Когда Николая упрекали в том, что его дружба с Распутиным гибельна для династии, царь неизменно возражал: «Как раз наоборот… Вот посмотрите: когдау меня забота, сомнение, неприятность, мне достаточно пять минут поговорить с Григорием, чтобы тотчас почувствовать себя укрепленным и успокоенным. Он всегда умеет сказать мне то, что мне нужно услышать. И действие его слов длится целые недели…»219
В этих условиях любые направленные против «старца» инсинуации приобретали в глазах царя и особенно царицы обратный смысл: «…сказала Мама: „Чем боле тебя ругают, тем ты мне дороже…“ – „А почему такое?“ – спрашиваю у Ей… „А потому, – говорит, – што я понимаю, што все худое ты оставляешь там, штобы ко мне притти очищенным… И я тебя жалею за те муки, што ты от людей принимаешь для меня… и еще ты мне оттого дороже!..“»220
И все же на следующий день после благословения царя иконой, 5 августа, Григорий Распутин вынужденно отбыл в Покровское. Э. С. Радзинский объясняет это решение тем, что Николай и Александра якобы стремились таким образом не допустить того, чтобы в общественном сознании имя Распутина соединилось с грядущими заведомо непопулярными кадровыми решениями – отставкой главнокомандующего великого князя Николая Николаевича и назначением на его место самого императора.

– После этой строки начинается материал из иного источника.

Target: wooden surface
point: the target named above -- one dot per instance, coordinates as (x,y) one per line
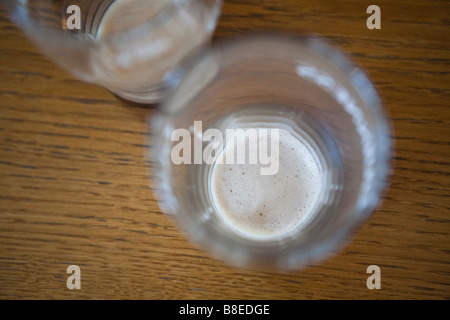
(74,183)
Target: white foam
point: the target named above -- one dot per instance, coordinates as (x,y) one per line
(268,206)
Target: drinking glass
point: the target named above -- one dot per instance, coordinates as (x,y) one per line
(275,82)
(127,46)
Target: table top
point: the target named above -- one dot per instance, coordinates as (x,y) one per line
(74,187)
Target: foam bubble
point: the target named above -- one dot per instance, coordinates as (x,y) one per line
(268,206)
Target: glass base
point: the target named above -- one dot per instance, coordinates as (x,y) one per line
(151,95)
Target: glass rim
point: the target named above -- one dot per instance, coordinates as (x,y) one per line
(17,10)
(372,103)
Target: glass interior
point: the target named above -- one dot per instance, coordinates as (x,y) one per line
(301,81)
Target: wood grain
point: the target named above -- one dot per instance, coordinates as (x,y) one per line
(74,185)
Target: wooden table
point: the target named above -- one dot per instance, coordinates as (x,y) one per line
(74,186)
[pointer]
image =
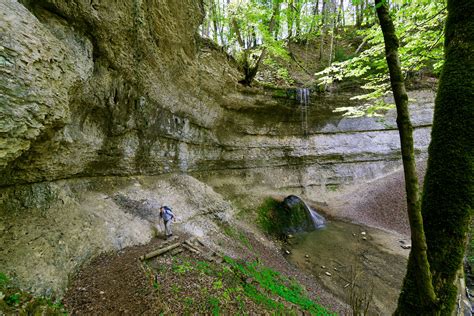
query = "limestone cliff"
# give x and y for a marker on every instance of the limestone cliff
(104, 103)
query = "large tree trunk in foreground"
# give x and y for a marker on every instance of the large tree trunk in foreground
(449, 181)
(421, 279)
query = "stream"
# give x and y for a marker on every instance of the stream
(354, 263)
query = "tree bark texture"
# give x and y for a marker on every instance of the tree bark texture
(449, 183)
(421, 278)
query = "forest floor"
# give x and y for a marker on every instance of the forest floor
(185, 282)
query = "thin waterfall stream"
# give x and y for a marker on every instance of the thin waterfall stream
(303, 98)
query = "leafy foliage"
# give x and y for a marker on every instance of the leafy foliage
(277, 284)
(16, 301)
(420, 30)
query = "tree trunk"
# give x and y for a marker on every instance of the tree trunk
(290, 18)
(332, 11)
(421, 278)
(323, 29)
(449, 182)
(314, 16)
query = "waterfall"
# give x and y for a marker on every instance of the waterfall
(303, 97)
(318, 219)
(294, 202)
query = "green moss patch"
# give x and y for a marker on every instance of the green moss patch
(14, 301)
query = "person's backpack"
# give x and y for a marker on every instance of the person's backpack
(167, 213)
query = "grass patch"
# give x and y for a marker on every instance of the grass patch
(232, 288)
(277, 220)
(14, 301)
(273, 282)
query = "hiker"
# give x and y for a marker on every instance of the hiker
(167, 215)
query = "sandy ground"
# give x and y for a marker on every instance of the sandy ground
(379, 203)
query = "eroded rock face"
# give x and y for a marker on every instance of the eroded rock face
(96, 94)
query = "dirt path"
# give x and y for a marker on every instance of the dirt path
(119, 283)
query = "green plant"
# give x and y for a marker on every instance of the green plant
(182, 268)
(214, 305)
(3, 280)
(276, 284)
(13, 299)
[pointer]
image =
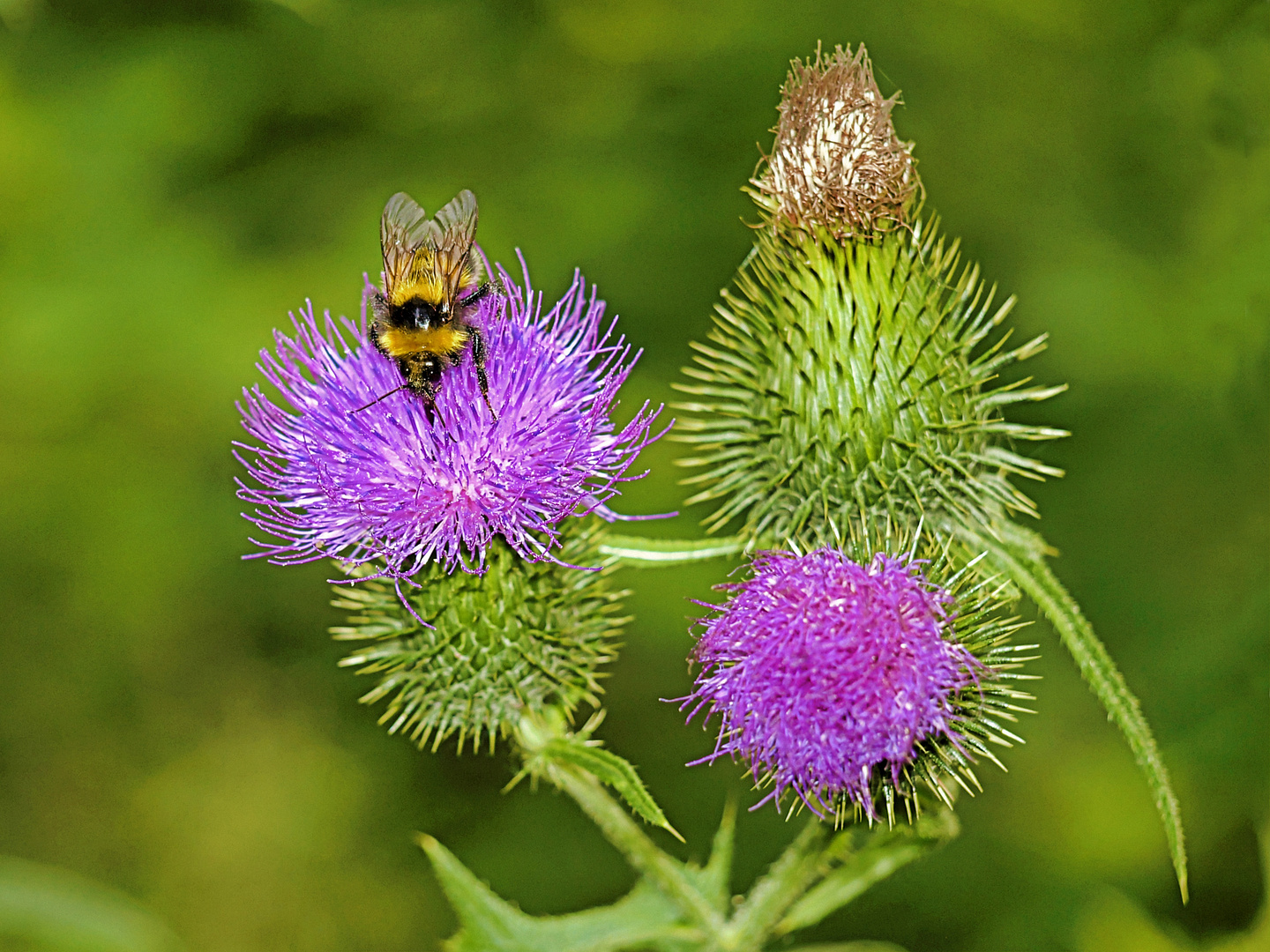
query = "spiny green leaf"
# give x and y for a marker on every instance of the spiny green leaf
(643, 919)
(1015, 554)
(612, 770)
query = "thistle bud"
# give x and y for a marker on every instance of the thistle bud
(837, 161)
(465, 655)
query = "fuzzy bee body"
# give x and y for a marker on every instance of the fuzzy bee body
(432, 283)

Думается, что, помимо этого, решение императора свидетельствовало еще и о том, что история с «Яром», хотя и была официально «похоронена», все же оставила в душе Николая тяжелый осадок, в итоге чего царь так легко удалил Нашего Друга на сравнительно долгое время221.

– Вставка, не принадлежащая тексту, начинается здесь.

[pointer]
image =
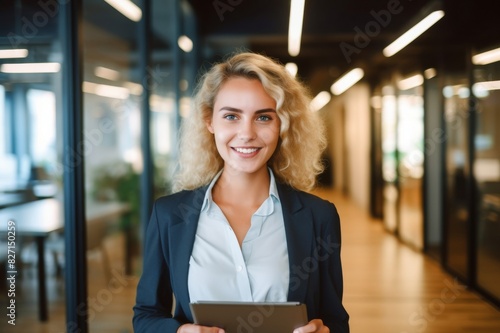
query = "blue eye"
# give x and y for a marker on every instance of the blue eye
(264, 118)
(230, 117)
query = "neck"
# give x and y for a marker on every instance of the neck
(242, 188)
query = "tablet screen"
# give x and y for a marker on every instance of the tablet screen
(250, 317)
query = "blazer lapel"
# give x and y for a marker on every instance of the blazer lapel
(300, 236)
(181, 236)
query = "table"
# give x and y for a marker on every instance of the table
(39, 219)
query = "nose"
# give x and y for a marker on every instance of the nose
(247, 131)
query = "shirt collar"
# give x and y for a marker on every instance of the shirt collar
(273, 191)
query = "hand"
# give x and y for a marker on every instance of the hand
(193, 328)
(314, 326)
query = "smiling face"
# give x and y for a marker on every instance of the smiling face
(245, 125)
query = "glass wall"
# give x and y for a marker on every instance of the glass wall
(410, 142)
(457, 192)
(389, 158)
(487, 176)
(112, 87)
(31, 149)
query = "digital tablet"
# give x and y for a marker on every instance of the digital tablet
(250, 317)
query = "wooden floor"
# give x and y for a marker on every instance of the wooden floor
(389, 288)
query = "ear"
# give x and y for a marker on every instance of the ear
(209, 126)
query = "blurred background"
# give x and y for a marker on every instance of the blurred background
(408, 91)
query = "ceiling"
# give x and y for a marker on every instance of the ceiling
(332, 28)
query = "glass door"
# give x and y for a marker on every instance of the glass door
(410, 144)
(487, 177)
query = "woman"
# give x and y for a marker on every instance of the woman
(240, 228)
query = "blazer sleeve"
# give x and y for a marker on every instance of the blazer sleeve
(336, 317)
(154, 299)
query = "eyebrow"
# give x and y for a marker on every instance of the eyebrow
(229, 108)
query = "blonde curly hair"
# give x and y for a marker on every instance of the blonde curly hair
(297, 159)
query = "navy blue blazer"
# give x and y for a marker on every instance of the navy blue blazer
(312, 228)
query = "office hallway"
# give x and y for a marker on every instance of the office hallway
(390, 288)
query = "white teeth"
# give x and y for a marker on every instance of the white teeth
(246, 150)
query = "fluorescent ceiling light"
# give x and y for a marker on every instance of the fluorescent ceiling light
(31, 68)
(292, 68)
(320, 100)
(429, 73)
(127, 8)
(487, 85)
(105, 90)
(134, 88)
(376, 102)
(411, 82)
(106, 73)
(13, 53)
(486, 57)
(295, 26)
(185, 43)
(413, 33)
(347, 81)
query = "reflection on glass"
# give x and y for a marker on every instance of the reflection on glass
(2, 120)
(456, 114)
(487, 177)
(112, 90)
(410, 143)
(389, 159)
(31, 150)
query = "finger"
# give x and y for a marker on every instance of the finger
(313, 326)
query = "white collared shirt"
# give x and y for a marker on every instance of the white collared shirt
(219, 270)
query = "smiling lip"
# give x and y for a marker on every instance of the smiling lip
(246, 151)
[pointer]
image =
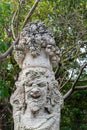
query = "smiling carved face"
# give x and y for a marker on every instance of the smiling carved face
(36, 92)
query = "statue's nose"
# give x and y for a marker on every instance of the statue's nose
(35, 90)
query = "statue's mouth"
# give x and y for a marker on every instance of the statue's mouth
(35, 96)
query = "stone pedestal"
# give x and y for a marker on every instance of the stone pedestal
(36, 101)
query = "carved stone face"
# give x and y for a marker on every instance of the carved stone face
(36, 93)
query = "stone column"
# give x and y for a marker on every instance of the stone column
(36, 101)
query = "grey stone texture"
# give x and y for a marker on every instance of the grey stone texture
(36, 101)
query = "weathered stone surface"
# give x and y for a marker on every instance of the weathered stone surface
(36, 101)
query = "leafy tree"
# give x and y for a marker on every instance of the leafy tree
(67, 20)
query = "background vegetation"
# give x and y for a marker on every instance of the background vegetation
(67, 19)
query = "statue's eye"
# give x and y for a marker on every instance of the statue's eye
(41, 84)
(16, 102)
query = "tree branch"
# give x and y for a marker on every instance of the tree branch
(80, 87)
(3, 56)
(74, 84)
(30, 12)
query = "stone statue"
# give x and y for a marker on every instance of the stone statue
(36, 101)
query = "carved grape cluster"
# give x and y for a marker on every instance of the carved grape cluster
(34, 37)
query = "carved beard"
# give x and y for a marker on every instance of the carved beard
(36, 104)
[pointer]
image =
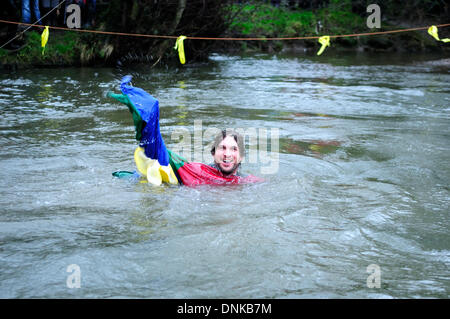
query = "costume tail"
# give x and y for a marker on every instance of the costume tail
(151, 157)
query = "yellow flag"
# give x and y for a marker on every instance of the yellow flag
(180, 46)
(44, 39)
(325, 41)
(433, 32)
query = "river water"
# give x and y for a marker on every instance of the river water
(355, 201)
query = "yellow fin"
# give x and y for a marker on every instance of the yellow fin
(325, 41)
(180, 46)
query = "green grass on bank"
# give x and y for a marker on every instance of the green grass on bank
(265, 20)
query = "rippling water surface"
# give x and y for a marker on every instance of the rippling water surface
(360, 177)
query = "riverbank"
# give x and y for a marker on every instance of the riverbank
(264, 20)
(71, 48)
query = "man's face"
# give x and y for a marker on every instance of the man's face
(227, 155)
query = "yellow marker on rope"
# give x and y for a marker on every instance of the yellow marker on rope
(433, 32)
(325, 41)
(180, 46)
(44, 39)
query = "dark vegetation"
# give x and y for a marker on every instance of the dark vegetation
(220, 18)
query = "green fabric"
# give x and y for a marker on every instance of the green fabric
(139, 124)
(176, 161)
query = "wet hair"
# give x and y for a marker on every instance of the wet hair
(237, 137)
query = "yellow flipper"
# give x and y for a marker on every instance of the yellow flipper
(168, 175)
(325, 41)
(152, 170)
(433, 32)
(180, 46)
(44, 39)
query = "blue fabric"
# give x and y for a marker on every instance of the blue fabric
(148, 108)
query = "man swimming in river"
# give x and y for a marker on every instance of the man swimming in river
(159, 165)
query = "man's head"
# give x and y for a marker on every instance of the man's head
(228, 151)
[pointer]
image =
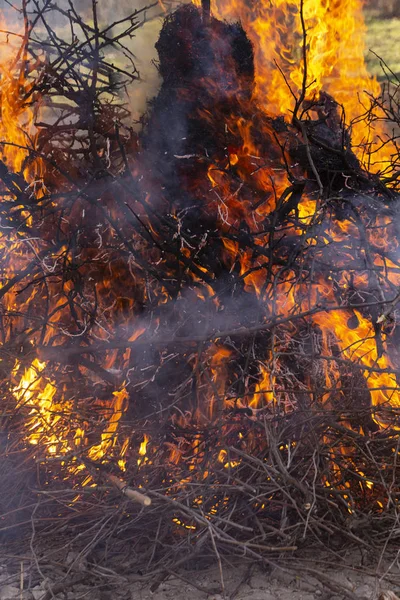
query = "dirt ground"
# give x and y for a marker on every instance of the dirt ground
(314, 577)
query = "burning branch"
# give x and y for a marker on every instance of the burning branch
(206, 307)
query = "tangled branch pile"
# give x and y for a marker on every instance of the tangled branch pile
(205, 311)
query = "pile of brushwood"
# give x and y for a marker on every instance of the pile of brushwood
(157, 284)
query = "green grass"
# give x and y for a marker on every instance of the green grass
(383, 37)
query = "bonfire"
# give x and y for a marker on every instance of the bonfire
(199, 316)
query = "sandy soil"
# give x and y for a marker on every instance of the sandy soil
(315, 577)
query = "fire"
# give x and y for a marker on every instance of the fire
(92, 297)
(335, 48)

Почувствовав, что размолвка с государем полностью не преодолена и будучи фактически спешно вытуренным из Петербурга, оскорбленный Распутин впал в состояние психологической декомпенсации.
На пароходе «Товар-Пар», везшем его в Тобольск, пьяный Григорий стал нарочито куражиться: собрал вокруг себя солдат, призывал их петь хором, обозвал официанта «жуликом», заявив, что тот украл у него три тысячи рублей, наконец, «позволил себе неуважительно отозваться об императрице и ее августейших дочерях»222, а в заключение, будучи совершенно пьяным, уснул в своей каюте и обмочился.

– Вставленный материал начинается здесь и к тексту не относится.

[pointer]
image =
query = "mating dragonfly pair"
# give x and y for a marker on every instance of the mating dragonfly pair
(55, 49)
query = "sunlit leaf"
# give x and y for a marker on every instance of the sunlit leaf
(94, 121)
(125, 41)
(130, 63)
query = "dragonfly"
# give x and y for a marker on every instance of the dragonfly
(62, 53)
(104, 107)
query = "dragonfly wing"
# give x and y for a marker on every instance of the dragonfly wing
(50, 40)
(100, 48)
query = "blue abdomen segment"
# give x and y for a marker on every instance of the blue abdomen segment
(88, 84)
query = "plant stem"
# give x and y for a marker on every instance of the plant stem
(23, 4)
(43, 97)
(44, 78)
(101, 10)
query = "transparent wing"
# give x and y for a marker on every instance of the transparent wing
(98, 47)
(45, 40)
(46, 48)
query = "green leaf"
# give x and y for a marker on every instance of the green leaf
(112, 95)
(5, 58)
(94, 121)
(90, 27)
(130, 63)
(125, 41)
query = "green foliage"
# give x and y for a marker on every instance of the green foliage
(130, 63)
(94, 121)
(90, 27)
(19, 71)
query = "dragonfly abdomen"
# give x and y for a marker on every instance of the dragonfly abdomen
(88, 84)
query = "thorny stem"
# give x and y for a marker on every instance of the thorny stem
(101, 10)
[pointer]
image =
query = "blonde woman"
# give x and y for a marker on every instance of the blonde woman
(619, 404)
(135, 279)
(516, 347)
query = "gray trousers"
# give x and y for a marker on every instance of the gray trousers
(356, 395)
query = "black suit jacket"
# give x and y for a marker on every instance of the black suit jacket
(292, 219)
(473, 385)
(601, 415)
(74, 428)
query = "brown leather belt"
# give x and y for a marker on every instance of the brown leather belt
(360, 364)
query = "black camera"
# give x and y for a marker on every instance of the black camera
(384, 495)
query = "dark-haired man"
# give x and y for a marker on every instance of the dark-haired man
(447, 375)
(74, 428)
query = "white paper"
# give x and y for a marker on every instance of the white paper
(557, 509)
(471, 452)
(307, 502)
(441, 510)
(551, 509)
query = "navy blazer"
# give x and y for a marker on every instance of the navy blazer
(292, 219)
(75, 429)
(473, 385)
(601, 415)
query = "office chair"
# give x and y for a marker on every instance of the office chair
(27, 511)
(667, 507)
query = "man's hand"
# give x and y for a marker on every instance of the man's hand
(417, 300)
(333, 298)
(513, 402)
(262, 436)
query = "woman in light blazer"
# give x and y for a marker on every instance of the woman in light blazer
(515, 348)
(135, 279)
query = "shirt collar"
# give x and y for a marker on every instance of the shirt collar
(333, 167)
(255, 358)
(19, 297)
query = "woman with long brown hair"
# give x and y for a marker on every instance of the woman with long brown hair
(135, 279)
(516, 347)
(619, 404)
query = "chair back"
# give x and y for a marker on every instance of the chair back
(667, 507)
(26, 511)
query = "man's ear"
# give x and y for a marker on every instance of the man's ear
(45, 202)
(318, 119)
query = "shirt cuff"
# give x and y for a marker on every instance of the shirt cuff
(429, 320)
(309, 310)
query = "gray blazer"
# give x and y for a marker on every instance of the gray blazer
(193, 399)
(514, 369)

На Распутина было заведено сразу два дела: «бытовое» (об оскорблении официанта) и «политическое» (об оскорблении царственных особ). Однако непродолжительное время, когда Николай II готов был начать верить полицейским донесениям, компрометирующим «старца», прошло. 15 августа генерал Джунковский неожиданно для себя получил отставку. А история с хулиганскими выходками «старца» на пароходе «Товар-Пар» вскоре канула в Лету. Как пишет С. П. Белецкий, «факт происшествия этого не был в достаточной степени дознанием установлен, так как многие из пассажиров не были опрошены за нерозыском и неуказанием их заявительницею»223.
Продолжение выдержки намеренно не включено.